A Little Bit of This, A Little Bit of That

WaPo on how parents are feeling about the Fall (I mean the Autumn, not the collapse). "Most American parents think it's unsafe to send their children back to school given the risks of the novel coronavirus, and more than 80 percent favor holding school at least partly online, according to a Washington Post-Schar School survey conducted by Ipsos. But parents also express serious concerns with online schooling and many are drawn to systems that mix the two." I'm endlessly bummed that my son will be starting high school on Zoom (and he's not that excited about staring at my balding head rising behind this laptop).
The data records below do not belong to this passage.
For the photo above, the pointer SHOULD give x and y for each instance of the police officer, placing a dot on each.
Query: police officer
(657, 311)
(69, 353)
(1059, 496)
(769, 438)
But when it comes to this story, it pays to look back before we look forward. My kids should be attending school in person this Fall. So should yours. This is a self-inflicted wound, inflicted by the same administration ordering you to send your kids into germ warfare.
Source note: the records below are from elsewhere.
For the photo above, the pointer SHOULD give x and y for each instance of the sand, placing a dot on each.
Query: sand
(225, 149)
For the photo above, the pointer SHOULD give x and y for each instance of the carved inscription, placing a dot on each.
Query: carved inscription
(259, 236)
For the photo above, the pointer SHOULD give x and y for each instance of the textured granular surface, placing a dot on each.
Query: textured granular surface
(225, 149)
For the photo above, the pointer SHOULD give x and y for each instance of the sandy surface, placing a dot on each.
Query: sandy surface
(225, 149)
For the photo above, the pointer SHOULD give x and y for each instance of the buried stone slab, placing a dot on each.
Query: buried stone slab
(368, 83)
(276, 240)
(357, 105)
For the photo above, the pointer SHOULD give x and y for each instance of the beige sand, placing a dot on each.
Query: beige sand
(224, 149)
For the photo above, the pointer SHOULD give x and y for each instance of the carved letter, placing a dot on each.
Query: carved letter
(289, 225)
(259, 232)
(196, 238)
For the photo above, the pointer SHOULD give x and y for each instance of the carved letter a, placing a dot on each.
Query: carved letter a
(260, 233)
+ WaPo: A Mississippi town welcomed students back to school last week. Now 116 are home in quarantine. This is education. So for eff's sake, learn from these examples.

+ The truth behind a viral picture of a reopening school is worse than it looked.

7

Shock and Law

"In a court filing this week, prosecutors with the district attorney's office cited 'public reports of possibly extensive and protracted criminal conduct at the Trump Organization' and suggested that they were also investigating possible crimes involving bank and insurance fraud." Trump's Bank Was Subpoenaed by N.Y. Prosecutors in Criminal Inquiry. (A lot more is at stake for Trump than the White House gig.)
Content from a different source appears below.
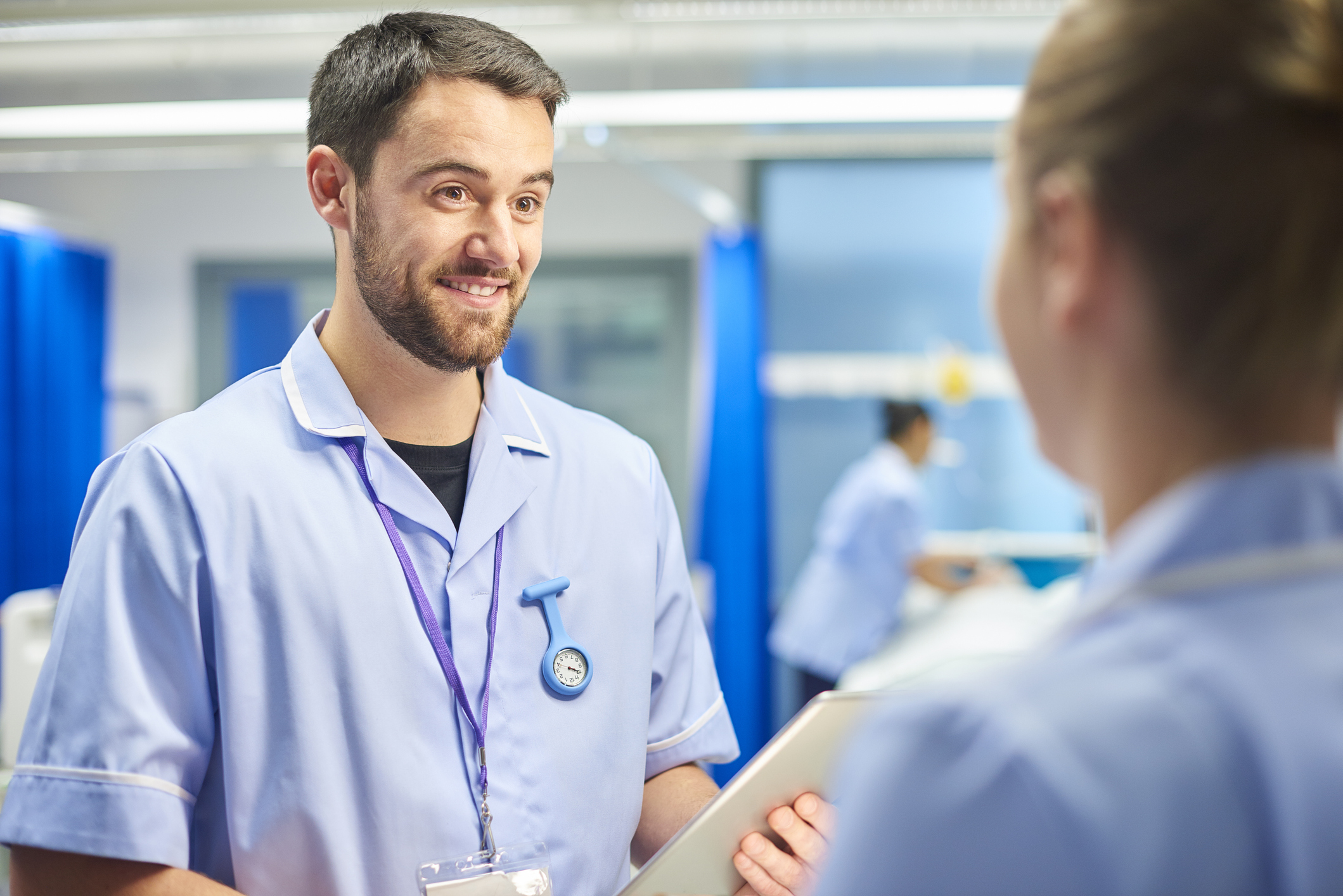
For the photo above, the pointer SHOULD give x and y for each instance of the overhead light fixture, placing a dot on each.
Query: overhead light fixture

+ Biden on Trump's legal issues: "Look, the Justice Department is not the president's private law firm. The attorney general is not the president's private lawyer. I will not interfere with the Justice Department's judgment of whether or not they think they should pursue the prosecution of anyone that they think has violated the law." (Most of the cases are at the state and city level anyway...)

+ And the investigations know no borders. The Biggest Trump Financial Mystery? Where He Came Up With the Cash for His Scottish Resorts. "Scottish lawmakers are pushing to peer into Trump's finances using an anti-money-­laundering statute typically employed against kleptocrats, oligarchs, and crime kingpins."

8

Charge Dodger

"Wireless chargers lose a lot of energy compared to cables. They get even less efficient when the coils in the phone aren't aligned properly with the coils in the charging pad, a surprisingly common problem." OneZero: Wireless Charging Is a Disaster Waiting to Happen. (Unless its issues are fixed before it goes fully mainstream...)

9

Developing Story…

"Cars pulled up to the Fotomat location and dropped off film they wanted processed. After being shuttled via courier to a local photo lab, it would be ready for pick-up the following day. And aside from selling film and a foray into renting videocassette tapes, this was all Fotomat did." Overexposed: A History of Fotomat. We had one in my town. The interesting part is watching how the tiny huts are used by current companies like coffee drive-thrus, etc. Just the other day I was telling my wife I should rent the one near my childhood house and write NextDraft there.

10

Bottom of the News

"Caesar, better known as 'Caesar the No Drama Llama,' is a retired 6-year-old Argentine grand champion show llama that now works as a therapy llama and "llamactivist." One of his best talents is offering emotional-support hugs, which people line up to give him at protests and other places where Caesar shows up." WaPo: Therapy llama ‘Caesar the No Drama Llama' calms tensions at protests.

+ Breakfast macaroni and cheese coming in 2021, says Kraft. (Sure. Why allow your ventricles to sleep in?)